All I had to light up the underside of the squarebody was the faint glow of my cell phone's screen while drizzle - or, at least, what I told myself was drizzle and not some unidentified leaking fluids - dripped from the remains of the rockers onto my face. Somewhere half a block a way a streetlamp provided a little extra illumination, what I'd hoped was enough to point out significant rust to beware of. The seller, taking shelter under the eave of his apartment building, smoked the most foul cigarettes the local bodega sold and spoke so clearly on his own phone about his intended activities that night that I worried I'd be called in to testify at a grand jury in a few weeks' time. The truck ran like somebody had mistaken gravel for 10W-30 and took it to a mechanic with potatoes for tools.
I didn't end up buying it. Probably not the smartest move, given the prices squarebodies are fetching these days, but I've since consoled myself that at least I didn't buy it sight unseen.
For as long as I've been in the hobby, the most consistent piece of advice for people new to old cars cautioned them against buying a car that they hadn't experienced firsthand. Doing so could conceivably lead to headaches, nausea and an uncomfortable number of nights sleeping on the couch. Besides, without seeing how extensively the rust had infected the floors, how much of a bargaining tool would you really have when it came time to negotiate a lower price? If you really wanted a car, you had to show up in person or at least trust a bro to lay eyes on it for you. Trust sellers in the hobby? Only as far as you could throw them.

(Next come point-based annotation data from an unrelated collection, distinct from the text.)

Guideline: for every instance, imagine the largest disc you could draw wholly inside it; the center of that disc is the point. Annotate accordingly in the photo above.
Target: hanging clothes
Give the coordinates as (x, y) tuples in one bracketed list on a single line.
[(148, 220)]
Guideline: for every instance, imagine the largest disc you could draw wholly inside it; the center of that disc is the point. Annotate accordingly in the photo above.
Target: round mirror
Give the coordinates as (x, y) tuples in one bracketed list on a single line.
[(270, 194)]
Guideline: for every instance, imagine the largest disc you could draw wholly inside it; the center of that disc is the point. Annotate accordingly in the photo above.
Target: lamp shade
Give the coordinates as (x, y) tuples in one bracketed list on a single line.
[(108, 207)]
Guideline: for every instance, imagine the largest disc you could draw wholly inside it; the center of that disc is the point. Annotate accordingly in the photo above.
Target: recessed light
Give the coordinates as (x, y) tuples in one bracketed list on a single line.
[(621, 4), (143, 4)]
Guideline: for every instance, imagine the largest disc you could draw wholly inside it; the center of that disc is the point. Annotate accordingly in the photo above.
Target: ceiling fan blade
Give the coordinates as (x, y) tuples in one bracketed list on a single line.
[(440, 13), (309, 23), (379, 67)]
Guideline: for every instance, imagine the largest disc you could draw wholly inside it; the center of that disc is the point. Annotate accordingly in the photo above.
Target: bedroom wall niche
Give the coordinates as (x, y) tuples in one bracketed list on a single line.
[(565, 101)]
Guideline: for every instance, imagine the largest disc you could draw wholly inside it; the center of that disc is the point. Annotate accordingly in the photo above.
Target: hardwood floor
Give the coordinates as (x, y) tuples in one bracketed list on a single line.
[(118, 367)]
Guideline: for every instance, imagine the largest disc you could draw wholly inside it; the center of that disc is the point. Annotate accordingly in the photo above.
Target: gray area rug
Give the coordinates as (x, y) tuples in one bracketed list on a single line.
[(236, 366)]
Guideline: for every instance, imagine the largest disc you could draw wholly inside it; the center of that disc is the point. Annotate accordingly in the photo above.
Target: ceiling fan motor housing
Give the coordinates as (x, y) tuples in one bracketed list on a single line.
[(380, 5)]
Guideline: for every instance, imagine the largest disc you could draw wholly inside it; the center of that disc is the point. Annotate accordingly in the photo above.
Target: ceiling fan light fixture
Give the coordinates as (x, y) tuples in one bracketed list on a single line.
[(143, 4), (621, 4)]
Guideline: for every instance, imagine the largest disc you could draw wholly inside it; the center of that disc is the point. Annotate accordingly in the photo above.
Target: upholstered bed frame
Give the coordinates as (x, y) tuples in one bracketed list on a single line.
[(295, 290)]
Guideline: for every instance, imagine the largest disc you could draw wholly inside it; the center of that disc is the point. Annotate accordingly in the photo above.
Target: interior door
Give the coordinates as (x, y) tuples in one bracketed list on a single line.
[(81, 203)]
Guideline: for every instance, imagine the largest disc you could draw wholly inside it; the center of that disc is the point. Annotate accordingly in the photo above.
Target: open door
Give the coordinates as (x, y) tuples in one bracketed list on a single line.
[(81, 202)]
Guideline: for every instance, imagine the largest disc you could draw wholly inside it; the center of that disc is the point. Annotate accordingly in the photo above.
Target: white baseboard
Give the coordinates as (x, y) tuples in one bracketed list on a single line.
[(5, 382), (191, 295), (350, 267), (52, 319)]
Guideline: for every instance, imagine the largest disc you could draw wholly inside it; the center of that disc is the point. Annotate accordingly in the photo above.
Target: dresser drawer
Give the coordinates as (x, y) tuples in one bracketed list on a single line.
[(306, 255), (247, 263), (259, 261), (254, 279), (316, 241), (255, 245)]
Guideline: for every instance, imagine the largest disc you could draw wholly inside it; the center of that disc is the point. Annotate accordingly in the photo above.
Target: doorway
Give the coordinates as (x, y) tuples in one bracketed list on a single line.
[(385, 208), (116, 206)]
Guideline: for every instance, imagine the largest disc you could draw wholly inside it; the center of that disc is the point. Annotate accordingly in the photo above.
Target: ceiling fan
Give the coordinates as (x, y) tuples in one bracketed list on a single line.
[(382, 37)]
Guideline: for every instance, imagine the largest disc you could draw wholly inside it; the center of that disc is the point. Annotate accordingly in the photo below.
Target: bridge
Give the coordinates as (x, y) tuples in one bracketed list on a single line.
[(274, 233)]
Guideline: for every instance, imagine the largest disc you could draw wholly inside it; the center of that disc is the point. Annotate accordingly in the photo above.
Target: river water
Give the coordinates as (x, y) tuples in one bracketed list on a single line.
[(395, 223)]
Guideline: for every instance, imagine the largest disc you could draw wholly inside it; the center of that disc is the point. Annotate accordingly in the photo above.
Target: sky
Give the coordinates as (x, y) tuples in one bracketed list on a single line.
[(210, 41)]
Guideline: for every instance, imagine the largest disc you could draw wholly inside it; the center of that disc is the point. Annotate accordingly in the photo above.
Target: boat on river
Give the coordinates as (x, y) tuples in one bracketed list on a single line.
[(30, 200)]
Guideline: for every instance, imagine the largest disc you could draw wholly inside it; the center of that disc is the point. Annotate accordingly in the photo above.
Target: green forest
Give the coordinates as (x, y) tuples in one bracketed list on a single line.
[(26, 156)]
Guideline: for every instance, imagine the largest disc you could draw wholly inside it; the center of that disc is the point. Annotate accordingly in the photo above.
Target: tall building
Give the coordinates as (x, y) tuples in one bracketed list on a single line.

But in recent years, all that advice seems to have flown out the window.
We've all changed our habits in countless ways over the last two years, and that goes beyond working from home and looking askance at anybody who coughs in public. Online shopping might've been around for decades before we first heard of COVID-19, but I doubt that there's many people who are going to revert to buying their dog food in person now that the pandemic is over.
But cars aren't dog food, right? They're big purchases. When new, they're the second largest purchase most families make besides their house and require seven years' worth of payments. For the vast majority of us, cars of any age aren't just impulse purchases. We have to see them in person, we have to hear them run, we have to get behind the wheel to experience them out on the road. Cars - particularly older ones - have visceral qualities that no amount of photos or videos or VR headsets can fully communicate. Stories abound about people who went ahead and bought old cars sight unseen, only to have Bondo queens roll up to their doorstep a month and a half later.
Yet something - whether it's improved online shopping experiences and complaint resolution practices, an explosion in online car-shopping options and the marketing messages behind them, greater trust in mankind, or just the fear of missing out on a smoking deal - has apparently driven more car collectors to buy cars from across multiple state lines without the prerequisite inspection trip.
Some of you reading this may have even done so yourself. Did it work out for you? Did you get burned? What advice would you give to somebody considering buying a car sight unseen? And what would you do different if you were to do it all over again?